It was in the hope of arousing and utilizing this spirit of curiosity that occult phenomena were shown. It was believed that this manipulation of forces of nature which lie below the surface--that surface of things which modern science scratches and pecks at so industriously and so proudly--would have led to enquiry into the nature and the laws of those forces, unknown to science, but perfectly known to occultism. That the phenomena did excite curiosity in the minds of those who witnessed them, is certainly true, but it was, unfortunately, for the most part of an idle kind. The greater number of the witnesses developed an insatiable appetite for phenomena for their own sake, without any thought of studying the philosophy or the science of whose truth and power the phenomena were merely trivial and, so to say, accidental illustrations. In but a few cases the curiosity which was awakened gave birth to the serious desire to study the philosophy and the science themselves and for their own sake.

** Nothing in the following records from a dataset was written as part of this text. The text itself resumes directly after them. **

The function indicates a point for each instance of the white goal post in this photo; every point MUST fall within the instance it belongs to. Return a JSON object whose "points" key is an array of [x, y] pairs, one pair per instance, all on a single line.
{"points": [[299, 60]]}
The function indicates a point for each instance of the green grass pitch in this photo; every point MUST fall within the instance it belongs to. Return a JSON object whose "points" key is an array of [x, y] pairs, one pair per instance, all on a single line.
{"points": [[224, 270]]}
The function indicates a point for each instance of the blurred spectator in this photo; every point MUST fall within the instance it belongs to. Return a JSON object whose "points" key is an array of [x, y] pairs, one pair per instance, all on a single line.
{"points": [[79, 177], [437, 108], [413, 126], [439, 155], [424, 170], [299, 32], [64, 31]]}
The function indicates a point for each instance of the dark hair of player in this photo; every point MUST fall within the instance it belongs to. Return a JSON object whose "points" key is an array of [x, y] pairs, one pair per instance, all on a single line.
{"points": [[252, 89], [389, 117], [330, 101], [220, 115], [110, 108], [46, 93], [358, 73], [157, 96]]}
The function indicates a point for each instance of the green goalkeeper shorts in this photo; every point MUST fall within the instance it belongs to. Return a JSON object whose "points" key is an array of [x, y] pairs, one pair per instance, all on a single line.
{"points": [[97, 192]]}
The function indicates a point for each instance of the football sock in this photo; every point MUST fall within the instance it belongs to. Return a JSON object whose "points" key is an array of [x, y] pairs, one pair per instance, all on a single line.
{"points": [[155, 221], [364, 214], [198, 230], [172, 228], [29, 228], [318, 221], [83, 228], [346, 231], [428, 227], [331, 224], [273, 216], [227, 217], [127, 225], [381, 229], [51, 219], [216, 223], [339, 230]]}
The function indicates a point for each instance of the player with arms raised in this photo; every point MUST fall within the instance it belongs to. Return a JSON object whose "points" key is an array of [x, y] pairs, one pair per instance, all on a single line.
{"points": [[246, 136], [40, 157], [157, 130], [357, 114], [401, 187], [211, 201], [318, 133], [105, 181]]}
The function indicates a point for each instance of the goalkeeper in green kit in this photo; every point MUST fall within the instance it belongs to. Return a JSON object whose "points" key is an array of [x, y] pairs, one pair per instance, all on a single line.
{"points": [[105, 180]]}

Experience has taught the leaders of the movement that the vast majority of professing Christians are absolutely precluded by their mental condition and attitude--the result of centuries of superstitious teaching--from calmly examining the phenomena in their aspect of natural occurrences governed by law. The Roman Catholic Church, true to its traditions, excuses itself from the examination of any occult phenomena on the plea that they are necessarily the work of the Devil, whenever they occur outside of its own pale, since it has a lawful monopoly of the legitimate miracle business. The Protestant Church denies the personal intervention of the Evil One on the material plane; but, never having gone into the miracle business itself, it is apparently a little doubtful whether it would know a bonafide miracle if it saw one, but, being just as unable as its elder sister to conceive the extension of the reign of law beyond the limits of matter and force, as known to us in our present state of consciousness, it excuses itself from the study of occult phenomena on the plea that they lie within the province of science rather than of religion.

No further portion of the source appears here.